Bill bebió otro trago. Su contenido ambarino era frío y tonificante. Encendió un cigarrillo y arrojó una bocanada de humo a una mosca que había entrado en la habitación y daba vueltas alrededor de su cabeza.

—Verá usted —dijo, planteando directamente la pregunta que, según creía, permitiría resolver el misterio que la desazonaba—. ¿Se acuerda usted…, cómo le diría, porque ya me hago cargo de que las paredes oyen…, se acuerda de aquel pleito en el que usted intervino?

—Sí, señora.

—¿Aquel en el que yo formé parte del jurado?

—Sí, señora.

Bill alejó a la mosca con otra andanada.

—Bien…, esto es precisamente lo que no acabo de ver.

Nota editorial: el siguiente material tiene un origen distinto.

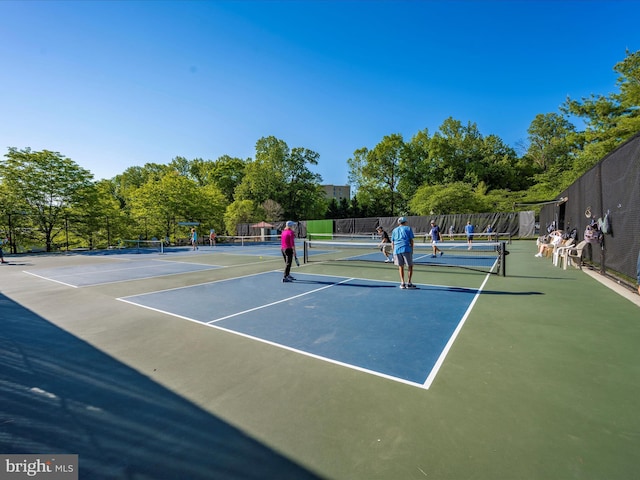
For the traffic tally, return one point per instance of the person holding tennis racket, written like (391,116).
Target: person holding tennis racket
(435,238)
(402,242)
(385,244)
(288,249)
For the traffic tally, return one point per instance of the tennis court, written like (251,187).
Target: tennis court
(150,366)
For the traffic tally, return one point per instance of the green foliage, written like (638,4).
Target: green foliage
(612,119)
(47,187)
(457,197)
(241,211)
(283,175)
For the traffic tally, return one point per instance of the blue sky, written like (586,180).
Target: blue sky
(114,84)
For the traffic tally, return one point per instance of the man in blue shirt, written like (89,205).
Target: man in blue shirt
(402,243)
(435,238)
(468,229)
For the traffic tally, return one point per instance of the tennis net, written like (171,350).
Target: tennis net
(482,256)
(142,246)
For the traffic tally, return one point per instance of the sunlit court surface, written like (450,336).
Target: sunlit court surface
(204,361)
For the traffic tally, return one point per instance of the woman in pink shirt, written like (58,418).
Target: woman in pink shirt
(288,248)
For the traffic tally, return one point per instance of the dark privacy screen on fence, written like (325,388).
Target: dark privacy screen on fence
(610,189)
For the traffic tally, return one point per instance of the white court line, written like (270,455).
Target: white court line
(279,301)
(426,385)
(200,284)
(50,279)
(445,351)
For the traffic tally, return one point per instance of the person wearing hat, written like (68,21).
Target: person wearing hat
(385,244)
(402,244)
(435,238)
(288,249)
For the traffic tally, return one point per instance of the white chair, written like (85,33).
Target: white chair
(560,250)
(574,255)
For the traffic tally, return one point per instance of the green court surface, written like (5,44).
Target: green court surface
(542,381)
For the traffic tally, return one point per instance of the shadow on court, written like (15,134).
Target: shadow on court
(61,395)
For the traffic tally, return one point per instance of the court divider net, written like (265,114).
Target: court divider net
(140,246)
(487,257)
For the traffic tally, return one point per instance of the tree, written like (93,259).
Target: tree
(611,120)
(241,211)
(158,204)
(47,186)
(283,175)
(457,197)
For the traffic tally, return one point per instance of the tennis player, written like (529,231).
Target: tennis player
(385,244)
(435,238)
(402,243)
(288,249)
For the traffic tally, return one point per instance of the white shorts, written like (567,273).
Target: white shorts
(401,259)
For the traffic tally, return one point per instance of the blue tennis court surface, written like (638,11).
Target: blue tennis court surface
(110,272)
(369,325)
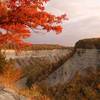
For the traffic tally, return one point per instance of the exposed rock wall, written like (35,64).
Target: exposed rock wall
(82,58)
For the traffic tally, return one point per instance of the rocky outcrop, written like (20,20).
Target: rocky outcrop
(87,54)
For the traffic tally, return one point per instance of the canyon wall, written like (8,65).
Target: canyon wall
(82,58)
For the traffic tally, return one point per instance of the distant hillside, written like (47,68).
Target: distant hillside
(36,47)
(88,43)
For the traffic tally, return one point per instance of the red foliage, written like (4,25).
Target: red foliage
(17,17)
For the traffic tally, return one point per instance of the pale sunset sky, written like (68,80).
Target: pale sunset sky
(84,22)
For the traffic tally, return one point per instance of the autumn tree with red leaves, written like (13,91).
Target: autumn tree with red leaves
(17,17)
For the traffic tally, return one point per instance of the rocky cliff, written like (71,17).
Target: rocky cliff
(87,54)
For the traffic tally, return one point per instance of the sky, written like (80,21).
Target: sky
(84,22)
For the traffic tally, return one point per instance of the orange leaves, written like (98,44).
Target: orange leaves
(23,14)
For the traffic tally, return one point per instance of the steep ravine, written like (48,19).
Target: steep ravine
(82,58)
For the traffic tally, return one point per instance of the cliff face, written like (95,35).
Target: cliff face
(81,59)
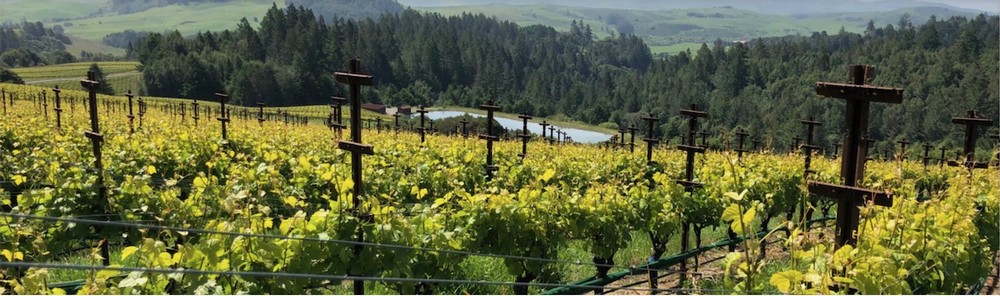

Me pareció, y también al resto de las damas y caballeros que lo formábamos, que el tipo que se dedicó a desenterrar los detalles de su pasado y a condimentarlos frente al grupito de doce entendidos, entre los que tuve el honor de contarme, dejó bastante claro que usted era un experto reventador de cajas fuertes.